Gading mengangguk. Dirinya cukup kasihan melihat tubuh Bunga yang terus saja bergetar kedinginan. Dia juga sudah menyayangi Bunda seperti adik sendiri.
Apalagi kakak Bunga adalah kekasih hatinya. Namun, dia dan kakak Bunga sepakat merahasiakan hubungan mereka di hadapan Bunga atau orang tuanya. Alasannya tidak lain adalah kenyamanan untuk Bunga. Keduanya tidak mau Bunga jadi canggung jika tahu kalau guru fisika dan lesnya ternyata adalah calon kakak iparnya
Tanpa mengulur waktu, Gading kembali menuju kamar. Dia sedikit bingung saat membuka pintu lemari.

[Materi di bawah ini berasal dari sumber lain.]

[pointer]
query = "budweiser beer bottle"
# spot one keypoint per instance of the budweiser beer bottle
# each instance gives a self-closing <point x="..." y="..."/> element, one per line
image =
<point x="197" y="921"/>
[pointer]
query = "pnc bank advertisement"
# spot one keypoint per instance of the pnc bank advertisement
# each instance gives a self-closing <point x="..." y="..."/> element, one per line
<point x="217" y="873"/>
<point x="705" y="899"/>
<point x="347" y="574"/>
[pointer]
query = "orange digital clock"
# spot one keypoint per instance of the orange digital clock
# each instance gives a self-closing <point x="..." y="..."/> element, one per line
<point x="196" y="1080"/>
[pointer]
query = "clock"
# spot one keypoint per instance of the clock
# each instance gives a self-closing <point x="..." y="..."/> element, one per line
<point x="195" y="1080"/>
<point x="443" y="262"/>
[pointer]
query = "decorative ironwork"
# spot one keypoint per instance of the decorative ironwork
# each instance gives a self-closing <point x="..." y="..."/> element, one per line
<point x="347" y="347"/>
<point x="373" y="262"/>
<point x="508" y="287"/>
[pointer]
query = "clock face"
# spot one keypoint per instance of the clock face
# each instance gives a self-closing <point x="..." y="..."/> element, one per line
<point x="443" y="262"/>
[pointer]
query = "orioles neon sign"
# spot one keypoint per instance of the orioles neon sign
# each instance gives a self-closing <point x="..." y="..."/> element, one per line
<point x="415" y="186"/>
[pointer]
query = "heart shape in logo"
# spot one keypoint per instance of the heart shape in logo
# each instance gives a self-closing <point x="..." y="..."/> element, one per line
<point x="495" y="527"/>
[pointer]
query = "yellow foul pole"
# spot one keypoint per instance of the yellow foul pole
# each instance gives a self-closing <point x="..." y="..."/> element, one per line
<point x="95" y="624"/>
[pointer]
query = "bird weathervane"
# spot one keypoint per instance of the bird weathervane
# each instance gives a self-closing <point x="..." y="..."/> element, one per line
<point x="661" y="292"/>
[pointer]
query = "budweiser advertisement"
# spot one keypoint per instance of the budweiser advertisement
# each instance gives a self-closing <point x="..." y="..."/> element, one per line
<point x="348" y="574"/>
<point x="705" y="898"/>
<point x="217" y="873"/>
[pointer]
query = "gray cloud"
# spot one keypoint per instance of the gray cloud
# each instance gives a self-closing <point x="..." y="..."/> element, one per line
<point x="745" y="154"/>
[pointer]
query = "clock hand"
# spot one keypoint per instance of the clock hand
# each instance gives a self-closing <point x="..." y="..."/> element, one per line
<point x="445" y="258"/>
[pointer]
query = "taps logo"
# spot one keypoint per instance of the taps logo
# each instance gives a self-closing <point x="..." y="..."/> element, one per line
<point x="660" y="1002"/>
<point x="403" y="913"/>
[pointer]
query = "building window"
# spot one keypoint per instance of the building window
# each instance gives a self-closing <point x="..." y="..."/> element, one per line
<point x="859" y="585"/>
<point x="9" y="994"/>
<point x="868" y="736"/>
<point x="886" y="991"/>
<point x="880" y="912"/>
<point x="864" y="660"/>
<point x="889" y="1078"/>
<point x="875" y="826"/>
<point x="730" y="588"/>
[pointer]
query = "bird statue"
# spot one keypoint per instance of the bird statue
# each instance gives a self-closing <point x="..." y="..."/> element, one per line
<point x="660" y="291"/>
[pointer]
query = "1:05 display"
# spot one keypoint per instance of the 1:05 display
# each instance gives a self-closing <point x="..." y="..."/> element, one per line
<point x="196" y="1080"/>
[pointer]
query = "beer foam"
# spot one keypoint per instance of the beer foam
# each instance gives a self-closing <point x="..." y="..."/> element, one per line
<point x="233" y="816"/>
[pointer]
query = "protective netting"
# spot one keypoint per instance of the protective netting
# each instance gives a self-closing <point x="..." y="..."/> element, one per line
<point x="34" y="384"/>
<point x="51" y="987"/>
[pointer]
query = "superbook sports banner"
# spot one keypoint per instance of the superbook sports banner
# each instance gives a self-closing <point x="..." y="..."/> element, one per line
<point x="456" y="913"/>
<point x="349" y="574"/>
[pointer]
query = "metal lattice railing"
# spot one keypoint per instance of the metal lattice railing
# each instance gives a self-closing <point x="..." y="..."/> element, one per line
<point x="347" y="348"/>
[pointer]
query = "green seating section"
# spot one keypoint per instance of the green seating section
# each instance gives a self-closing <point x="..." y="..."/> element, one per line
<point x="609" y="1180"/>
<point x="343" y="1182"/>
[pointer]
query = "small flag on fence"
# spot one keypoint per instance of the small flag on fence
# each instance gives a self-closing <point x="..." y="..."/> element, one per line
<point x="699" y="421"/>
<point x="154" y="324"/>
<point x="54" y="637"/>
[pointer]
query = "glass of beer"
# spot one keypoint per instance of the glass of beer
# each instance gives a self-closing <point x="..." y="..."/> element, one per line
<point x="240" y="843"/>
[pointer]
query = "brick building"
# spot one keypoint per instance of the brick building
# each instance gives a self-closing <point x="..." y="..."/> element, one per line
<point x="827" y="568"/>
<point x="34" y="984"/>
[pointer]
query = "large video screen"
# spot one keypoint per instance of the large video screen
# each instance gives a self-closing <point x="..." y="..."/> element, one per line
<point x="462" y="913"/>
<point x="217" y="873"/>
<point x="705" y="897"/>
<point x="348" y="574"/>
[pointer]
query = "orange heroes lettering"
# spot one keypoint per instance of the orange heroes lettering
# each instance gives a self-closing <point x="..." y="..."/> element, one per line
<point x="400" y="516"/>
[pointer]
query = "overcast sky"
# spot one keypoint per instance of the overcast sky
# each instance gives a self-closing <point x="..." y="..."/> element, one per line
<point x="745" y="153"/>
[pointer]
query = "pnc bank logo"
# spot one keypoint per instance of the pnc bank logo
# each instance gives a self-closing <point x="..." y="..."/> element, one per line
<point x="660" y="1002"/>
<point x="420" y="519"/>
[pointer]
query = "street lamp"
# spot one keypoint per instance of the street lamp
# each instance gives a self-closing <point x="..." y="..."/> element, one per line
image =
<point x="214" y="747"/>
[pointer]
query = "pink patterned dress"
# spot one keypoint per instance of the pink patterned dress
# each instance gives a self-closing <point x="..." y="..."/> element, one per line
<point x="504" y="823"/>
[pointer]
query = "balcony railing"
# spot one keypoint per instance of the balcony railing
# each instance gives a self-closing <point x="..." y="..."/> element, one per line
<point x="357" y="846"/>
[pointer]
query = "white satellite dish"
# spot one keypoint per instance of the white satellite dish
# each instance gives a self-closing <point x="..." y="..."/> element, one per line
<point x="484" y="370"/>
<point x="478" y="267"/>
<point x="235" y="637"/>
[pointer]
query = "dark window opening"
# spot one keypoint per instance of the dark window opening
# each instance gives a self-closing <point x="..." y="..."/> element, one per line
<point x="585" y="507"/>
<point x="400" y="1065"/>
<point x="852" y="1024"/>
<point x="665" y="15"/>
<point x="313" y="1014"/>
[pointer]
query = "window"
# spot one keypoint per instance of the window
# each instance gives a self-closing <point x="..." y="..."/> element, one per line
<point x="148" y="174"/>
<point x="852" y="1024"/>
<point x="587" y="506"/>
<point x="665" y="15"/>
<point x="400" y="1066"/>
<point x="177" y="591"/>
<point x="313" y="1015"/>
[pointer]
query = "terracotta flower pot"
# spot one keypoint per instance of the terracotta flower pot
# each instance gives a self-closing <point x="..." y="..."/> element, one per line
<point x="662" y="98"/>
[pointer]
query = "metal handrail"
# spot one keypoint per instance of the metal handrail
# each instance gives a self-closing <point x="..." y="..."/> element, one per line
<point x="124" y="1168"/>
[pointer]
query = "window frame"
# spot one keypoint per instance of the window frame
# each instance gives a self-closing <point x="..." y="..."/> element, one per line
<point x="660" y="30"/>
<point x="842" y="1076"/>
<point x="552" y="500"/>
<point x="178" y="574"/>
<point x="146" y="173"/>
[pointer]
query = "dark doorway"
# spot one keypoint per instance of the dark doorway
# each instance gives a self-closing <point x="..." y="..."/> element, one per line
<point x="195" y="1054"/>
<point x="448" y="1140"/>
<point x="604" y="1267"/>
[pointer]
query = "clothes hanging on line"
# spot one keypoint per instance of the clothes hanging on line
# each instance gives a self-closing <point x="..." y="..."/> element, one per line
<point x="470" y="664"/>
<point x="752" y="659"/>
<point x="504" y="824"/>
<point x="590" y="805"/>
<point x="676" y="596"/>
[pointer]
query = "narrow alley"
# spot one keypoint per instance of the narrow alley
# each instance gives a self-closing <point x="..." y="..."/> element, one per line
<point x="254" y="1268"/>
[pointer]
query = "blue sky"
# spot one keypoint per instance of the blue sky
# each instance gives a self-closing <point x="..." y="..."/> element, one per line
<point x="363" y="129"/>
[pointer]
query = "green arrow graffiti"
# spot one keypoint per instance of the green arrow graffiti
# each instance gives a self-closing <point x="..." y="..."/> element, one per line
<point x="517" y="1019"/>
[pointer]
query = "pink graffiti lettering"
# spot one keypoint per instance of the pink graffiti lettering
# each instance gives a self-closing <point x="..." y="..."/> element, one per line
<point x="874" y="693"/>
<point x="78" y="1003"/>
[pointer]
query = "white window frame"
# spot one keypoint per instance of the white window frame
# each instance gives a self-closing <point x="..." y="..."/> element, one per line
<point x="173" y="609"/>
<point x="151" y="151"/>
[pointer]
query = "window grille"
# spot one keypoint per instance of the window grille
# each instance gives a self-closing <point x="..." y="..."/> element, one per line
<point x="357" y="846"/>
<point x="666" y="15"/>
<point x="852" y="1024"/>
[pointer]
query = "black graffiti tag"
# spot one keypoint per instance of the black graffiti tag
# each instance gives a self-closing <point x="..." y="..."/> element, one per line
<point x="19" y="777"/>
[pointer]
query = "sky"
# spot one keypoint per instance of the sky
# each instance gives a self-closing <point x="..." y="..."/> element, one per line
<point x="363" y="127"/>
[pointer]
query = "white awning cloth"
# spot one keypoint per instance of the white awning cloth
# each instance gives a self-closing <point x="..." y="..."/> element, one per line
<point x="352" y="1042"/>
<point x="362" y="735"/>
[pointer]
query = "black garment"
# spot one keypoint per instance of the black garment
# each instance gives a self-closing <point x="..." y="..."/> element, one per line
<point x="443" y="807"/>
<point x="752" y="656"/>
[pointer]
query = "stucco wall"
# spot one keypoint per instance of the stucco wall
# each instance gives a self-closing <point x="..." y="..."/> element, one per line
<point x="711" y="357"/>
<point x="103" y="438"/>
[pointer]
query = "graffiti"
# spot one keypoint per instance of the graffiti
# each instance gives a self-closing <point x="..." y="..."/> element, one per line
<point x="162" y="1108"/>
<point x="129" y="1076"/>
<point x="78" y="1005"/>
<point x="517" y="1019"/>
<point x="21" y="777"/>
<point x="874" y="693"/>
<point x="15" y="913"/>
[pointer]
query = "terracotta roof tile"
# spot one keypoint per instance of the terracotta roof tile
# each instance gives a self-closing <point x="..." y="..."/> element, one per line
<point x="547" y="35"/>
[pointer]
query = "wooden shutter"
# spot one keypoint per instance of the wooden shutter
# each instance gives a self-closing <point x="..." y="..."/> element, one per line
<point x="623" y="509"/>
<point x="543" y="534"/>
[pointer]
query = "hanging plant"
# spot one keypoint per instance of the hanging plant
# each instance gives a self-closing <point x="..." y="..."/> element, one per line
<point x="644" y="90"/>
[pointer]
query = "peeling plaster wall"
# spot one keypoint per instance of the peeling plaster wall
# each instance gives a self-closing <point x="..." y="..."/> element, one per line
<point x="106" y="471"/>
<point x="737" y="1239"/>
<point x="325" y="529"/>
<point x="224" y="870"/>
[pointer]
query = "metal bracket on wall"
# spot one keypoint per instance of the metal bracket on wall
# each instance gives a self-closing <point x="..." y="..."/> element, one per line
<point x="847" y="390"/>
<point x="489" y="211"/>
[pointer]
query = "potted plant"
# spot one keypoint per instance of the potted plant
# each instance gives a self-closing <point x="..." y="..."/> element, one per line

"Gak ada baju wanita di sini," gumamnya sembari melihat-lihat tumpukan bajunya. "Kamar ibu juga dikunci."
Mata Gading terus mencari pakaian yang cocok dikenakan oleh Bunga. Hingga akhirnya manik cokelat gelapnya tertuju pada kaos oblongnya yang cukup besar. Dia juga menarik salah satu celana training panjangnya.
"Nah ... pakailah!" suruh Gading begitu tiba di hadapan Bunga.
"Terima kasih." Bunga tersenyum lebar, "ngomong-ngomong, Bapak salah ngasih garam ke minuman saya, ya?"
"Hah? Maksudnya?" Alis Gading bertautan.
"Tehnya rasanya asin, Pak." Bunga membalas sambil menyengir geli.
"Masa sih?" Kening Gading berkerut tidak percaya.
"Iya. Gak percaya? Nih coba rasain sendiri." Bunga mengulurkan cangkir berukuran sedang dengan warna putih itu pada Gading.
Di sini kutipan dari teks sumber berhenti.